At COP28 in December 2023, the Prime Minister of Uganda Hon Robinah Nabbanja described how Uganda is working to rapidly scale eCooking, with a target now set of 18% by 2030, according to the National eCooking Strategy, in line with the ambitions of the Global eCooking Coalition (GeCCo), of which MECS is an anchor partner. The recently launched World Bank Energy Access Scale Up Project (EASP), led by MEMD and the Uganda Energy Credit Capitalisation Company (UECCC) will invest 505 million USD for grid extension and increasing electricity access over five years. Our understanding is that 92 million USD of that has been allocated for clean cooking (ICS, biogas, briquettes, ethanol, as well as LPG and eCooking), presenting a significant opportunity to provide eCooking appliances to new and existing connections, accelerating the integration of energy planning and eCooking.

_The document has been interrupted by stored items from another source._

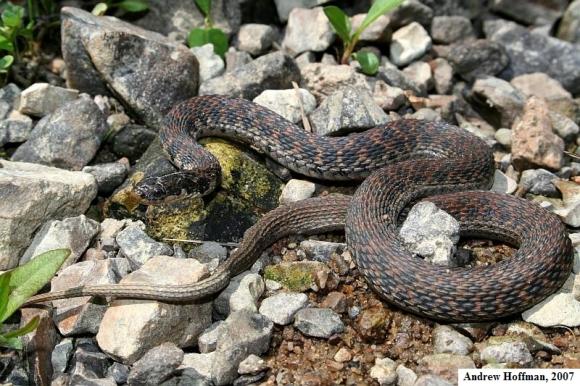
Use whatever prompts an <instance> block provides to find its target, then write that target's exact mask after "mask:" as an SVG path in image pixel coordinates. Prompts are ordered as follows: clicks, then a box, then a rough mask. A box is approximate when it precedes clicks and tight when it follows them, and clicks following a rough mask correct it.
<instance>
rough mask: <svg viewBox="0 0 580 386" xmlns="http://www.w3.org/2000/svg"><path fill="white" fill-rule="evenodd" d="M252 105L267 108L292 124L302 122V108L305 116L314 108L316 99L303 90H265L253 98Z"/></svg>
mask: <svg viewBox="0 0 580 386" xmlns="http://www.w3.org/2000/svg"><path fill="white" fill-rule="evenodd" d="M298 98H300V100H299V99H298ZM254 103H257V104H259V105H262V106H264V107H267V108H269V109H270V110H272V111H274V112H276V113H278V114H280V115H281V116H283V117H284V118H286V119H287V120H289V121H291V122H294V123H298V122H302V108H304V114H305V115H306V116H308V115H309V114H310V113H311V112H312V111H314V109H315V108H316V98H314V95H312V94H311V93H310V92H309V91H308V90H306V89H303V88H301V89H299V91H296V90H294V89H291V90H265V91H263V92H262V93H261V94H260V95H258V96H257V97H255V98H254Z"/></svg>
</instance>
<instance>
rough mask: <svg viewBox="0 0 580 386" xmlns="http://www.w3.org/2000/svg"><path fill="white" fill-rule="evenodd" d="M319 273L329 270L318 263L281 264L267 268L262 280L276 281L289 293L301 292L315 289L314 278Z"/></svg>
mask: <svg viewBox="0 0 580 386" xmlns="http://www.w3.org/2000/svg"><path fill="white" fill-rule="evenodd" d="M321 271H330V269H329V268H328V266H326V265H325V264H324V263H321V262H319V261H293V262H282V263H280V264H276V265H270V266H267V267H266V268H265V270H264V279H267V280H274V281H277V282H278V283H280V284H282V285H283V286H284V287H285V288H287V289H289V290H290V291H295V292H303V291H306V290H308V289H312V288H316V286H317V283H316V277H317V275H318V273H319V272H321Z"/></svg>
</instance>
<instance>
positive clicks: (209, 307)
mask: <svg viewBox="0 0 580 386" xmlns="http://www.w3.org/2000/svg"><path fill="white" fill-rule="evenodd" d="M208 275H209V272H208V270H207V268H206V267H205V265H203V264H200V263H199V262H198V261H196V260H193V259H175V258H172V257H168V256H160V257H154V258H152V259H150V260H148V261H147V262H146V263H145V264H144V265H143V266H142V267H141V268H140V269H139V270H137V271H135V272H133V273H131V274H130V275H128V276H127V277H125V278H124V279H123V280H122V281H121V283H122V284H137V283H140V284H148V285H153V286H155V285H176V286H179V285H183V284H192V283H195V282H197V281H199V280H201V279H204V278H206V277H207V276H208ZM210 323H211V302H209V303H188V304H169V303H161V302H157V301H149V300H147V301H144V300H116V301H115V302H113V305H112V306H111V307H109V308H108V309H107V312H106V313H105V316H104V317H103V321H102V322H101V326H100V328H99V332H98V334H97V342H98V344H99V347H100V348H101V349H102V350H103V351H104V352H105V353H107V354H108V355H109V356H111V357H113V358H116V359H117V360H118V361H121V362H123V363H128V364H130V363H133V362H135V361H136V360H137V359H139V358H140V357H141V356H143V354H144V353H145V352H147V351H148V350H149V349H151V348H153V347H155V346H157V345H159V344H161V343H164V342H173V343H175V344H176V345H178V346H179V347H186V346H190V345H192V344H194V343H195V342H196V340H197V337H198V336H199V335H200V334H201V333H202V331H203V330H204V329H205V328H207V327H208V326H209V325H210Z"/></svg>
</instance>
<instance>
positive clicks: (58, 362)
mask: <svg viewBox="0 0 580 386" xmlns="http://www.w3.org/2000/svg"><path fill="white" fill-rule="evenodd" d="M73 351H74V345H73V340H72V338H65V339H63V340H61V341H60V342H59V343H58V344H57V345H56V346H54V349H53V350H52V355H51V357H50V361H51V363H52V370H53V371H54V372H55V373H56V374H59V373H64V371H65V370H66V368H67V365H68V362H69V360H70V358H71V357H72V353H73Z"/></svg>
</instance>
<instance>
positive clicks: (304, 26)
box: [282, 7, 335, 56]
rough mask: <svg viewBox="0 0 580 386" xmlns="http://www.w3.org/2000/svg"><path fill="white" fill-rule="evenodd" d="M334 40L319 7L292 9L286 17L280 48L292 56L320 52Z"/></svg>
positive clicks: (328, 23) (326, 23)
mask: <svg viewBox="0 0 580 386" xmlns="http://www.w3.org/2000/svg"><path fill="white" fill-rule="evenodd" d="M306 26H308V27H306ZM334 38H335V34H334V31H333V30H332V27H331V26H330V22H329V21H328V19H327V18H326V15H325V14H324V11H323V10H322V8H321V7H316V8H313V9H304V8H294V9H293V10H292V11H291V12H290V16H289V17H288V24H287V26H286V34H285V35H284V40H283V41H282V47H283V48H284V49H286V50H288V51H289V52H290V53H291V54H293V55H294V56H296V55H298V54H300V53H302V52H306V51H316V52H322V51H326V49H327V48H328V47H330V45H331V44H332V42H333V41H334Z"/></svg>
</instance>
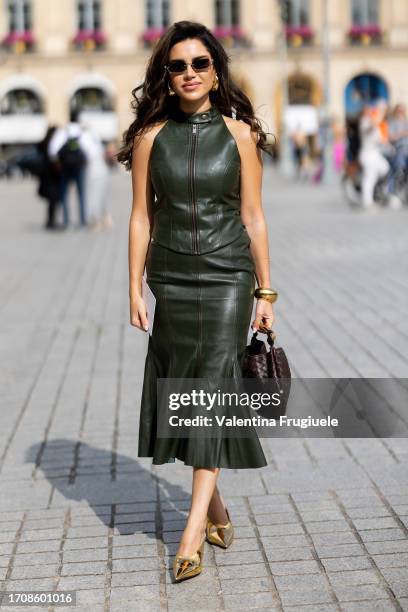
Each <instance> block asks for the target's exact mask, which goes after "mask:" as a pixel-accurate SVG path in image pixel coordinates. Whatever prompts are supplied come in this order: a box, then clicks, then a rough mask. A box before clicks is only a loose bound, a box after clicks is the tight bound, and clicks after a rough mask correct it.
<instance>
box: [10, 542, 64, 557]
mask: <svg viewBox="0 0 408 612" xmlns="http://www.w3.org/2000/svg"><path fill="white" fill-rule="evenodd" d="M60 544H61V542H60V540H39V541H38V542H36V541H32V542H19V544H18V546H17V554H20V553H33V554H34V553H41V552H56V551H58V550H59V548H60ZM10 552H11V551H10Z"/></svg>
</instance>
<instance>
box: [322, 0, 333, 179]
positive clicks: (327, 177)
mask: <svg viewBox="0 0 408 612" xmlns="http://www.w3.org/2000/svg"><path fill="white" fill-rule="evenodd" d="M322 25H323V27H322V54H323V57H322V60H323V92H324V93H323V95H324V100H323V117H322V127H323V177H322V181H323V183H325V184H327V185H329V184H331V183H332V182H333V178H334V171H333V143H332V136H333V134H332V126H331V121H330V38H329V2H328V0H324V2H323V24H322Z"/></svg>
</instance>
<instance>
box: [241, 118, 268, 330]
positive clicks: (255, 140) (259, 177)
mask: <svg viewBox="0 0 408 612" xmlns="http://www.w3.org/2000/svg"><path fill="white" fill-rule="evenodd" d="M234 128H235V130H236V134H237V135H236V142H237V146H238V150H239V153H240V156H241V219H242V222H243V224H244V225H245V227H246V229H247V232H248V235H249V237H250V239H251V244H250V250H251V254H252V257H253V260H254V264H255V276H256V280H257V282H258V286H259V287H271V279H270V271H269V243H268V228H267V225H266V220H265V215H264V211H263V208H262V172H263V163H262V156H261V152H260V150H259V149H258V147H257V146H256V142H257V141H256V139H257V137H258V134H257V133H254V132H252V131H251V127H250V126H249V125H248V124H246V123H244V122H242V121H237V122H236V124H235V126H234ZM262 320H264V321H263V322H262ZM274 320H275V314H274V312H273V308H272V304H271V303H270V302H268V301H266V300H264V299H262V298H259V299H258V300H257V304H256V314H255V319H254V321H252V329H253V330H257V329H259V326H260V325H261V322H262V324H263V325H265V326H266V327H268V328H269V329H271V328H272V324H273V322H274Z"/></svg>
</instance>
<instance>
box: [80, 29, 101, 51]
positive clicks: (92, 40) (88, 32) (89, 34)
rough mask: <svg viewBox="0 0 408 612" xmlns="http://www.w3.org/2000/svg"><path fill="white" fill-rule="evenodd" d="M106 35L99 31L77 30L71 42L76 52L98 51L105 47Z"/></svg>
mask: <svg viewBox="0 0 408 612" xmlns="http://www.w3.org/2000/svg"><path fill="white" fill-rule="evenodd" d="M106 40H107V39H106V35H105V34H104V32H102V31H101V30H79V31H78V32H77V33H76V35H75V36H74V38H73V40H72V44H73V45H74V47H75V49H77V50H78V51H95V50H96V51H100V50H102V49H104V48H105V46H106Z"/></svg>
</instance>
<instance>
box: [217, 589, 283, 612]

EnDev Uganda’s Higher Tier Cooking Component (HTCC) Uganda Programme was also launched in late 2023. Part of the Strengthening the Entrepreneurial Ecosystem for the Clean Cooking sector (SEE-CC) programme, the three main HTCC project activity pillars are: Pipeline Development; Access to finance and Strengthening the Enabling Environment. HTCC Uganda aims to reach 12,000 households or 60,000 beneficiaries with higher-tier cooking technologies whilst supporting interventions across the entire value chains. An RBF Facility will provide financial subsidies to companies operating across Uganda that procure large quantities of high quality, low emissions, and energy efficient cookstoves such as electric pressure cookers, induction stoves and Tier 3+ stoves.

Finally, the IEA Clean Cooking in Africa Summit, held on 14th May 2024, in Paris, saw the UK announcement of £8.5 million for Tanzania and Uganda by Lord Benyon (3 mins) which is the MECS demonstrator funding, a part of the Ayrton Fund. Up to £5 million was committed for Uganda, to include the expansion of a nationwide sustainable supply chain of at least 12,000 high quality eCooking appliances, unlock the potential for thousands of households to benefit from carbon finance payments, including in informal settlements, and establish a high-impact Clean Cooking Unit in Uganda’s Ministry of Energy to drive the national clean cooking ambitions.

Momentum towards improved choice of modern energy cooking services for people in Uganda is growing.